Phonème éphelcystique

Phonème éphelcystique

Un phonème éphelcystique (du grec ἐφελκυστικός, « attiré à la suite ») est, en phonétique, un phonème — la plupart du temps une consonne — ajouté à la fin d'un morphème ou d'un mot (c'est dans ce cas une paragoge) pour des raisons euphoniques, lesquelles sont le plus souvent la résolution de l'hiatus. On parle, plus couramment, de « son de liaison » bien que le terme de liaison appliqué au français renvoie à une notion différente : c'est un phonème éphelcystique dont l'origine est étymologique (c'est un ancien son qui réapparaît entre deux voyelles). Les phonèmes éphelcystiques sont des cas de sandhi.

Sommaire

En français

On considère traditionnellement comme éphelcystique le /t/ aussi dit « euphonique » français : un /t/ non étymologique s’intercale entre une forme verbale qui, censément, finit par une voyelle, et un pronom qui, tout aussi censément, commence par une voyelle (ex: « Y a-t-il ? », « Existe-t-il ? », « Parle-t-elle le français ? », « Où va-t-on ? », etc.). Mais cette analyse est largement contestable : en associant existe et il, on obtiendrait *existe-il (*[ɛgzistil]) qui ne comporte aucun hiatus qu'une consonne intercalaire serait susceptible de résoudre. On ne voit pas non plus quel « gain de fluidité » la syllabe [tə] qui s'intercale dans ce cas est susceptible d'apporter.[non neutre][réf. nécessaire]

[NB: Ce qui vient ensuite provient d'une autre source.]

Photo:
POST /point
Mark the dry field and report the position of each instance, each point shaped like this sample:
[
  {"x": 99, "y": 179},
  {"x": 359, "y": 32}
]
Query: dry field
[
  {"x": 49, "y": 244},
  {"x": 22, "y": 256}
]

Il existe aussi un /z/ prétendument euphonique (écrit s), apparaissant entre un impératif et les pronoms en ou y : donnes-en, [dɔn(ǝ)zɑ̃], vas-y, [vazi]. On se demande à bon droit quel hiatus le premier de ces exemples permet d'éviter : en quoi *donne-en (*[dɔnɑ̃]) serait-il moins « euphonique » que le [dɔnzɑ̃] qui prévaut ?[non neutre][réf. nécessaire]

Il serait peut-être préférable de qualifier ces consonnes d'analogiques[1] : elles ont pu apparaître au moment où les consonnes finales ont cessé de se prononcer à la pause. Tant que « il fait » se prononçait [ifɛt], il était parfaitement régulier que « fait-il » se prononce [fɛti(l)]. Dès lors qu'on n'a plus prononcé que [ifɛ], le [t] de « fait-il », correspondant désormais à une liaison, a pu être perçu comme un ajout propre à l'inversion verbe-sujet, ajout qu'il était alors facile d'appliquer, par analogie, à l'inversion de « il va ». Il n'est pas interdit de considérer que la consonne ajoutée se soit alors agglutinée au mot outil, donnant lieu à un pronom /ti(l)/ susceptible d'alterner avec le pronom /i(l)/ en fonction du contexte. De la même manière, on peut postuler l'existence des pronoms /zi/ et /zɑ̃/ alternant avec /i/ (y) et /ɑ̃/ (en), ce que masquerait la graphie traditionnelle. La consonne analogique /z/ apparaît elle dans un contexte pluriel. Ainsi, on dira en français familier "ceux qui z ont" en alternance avec "ceux qu'ont". La 1ère solution permet de conserver la différence entre le sujet et le COD, et le "z" euphonique apparaît alors pour éviter le hiatus, ce son étant choisi par analogie avec les autres contextes pluriels. De même, on trouvera des "/Z/ euphoniques à la fin des déterminants numéraux, là où en diachronie ils n'apparaissaient pas. Ce "s" est tellement ressenti comme un pluriel régulier que les enfants apprenant l'espagnol l'introduisent par exemple dans la traduction de "cuatro".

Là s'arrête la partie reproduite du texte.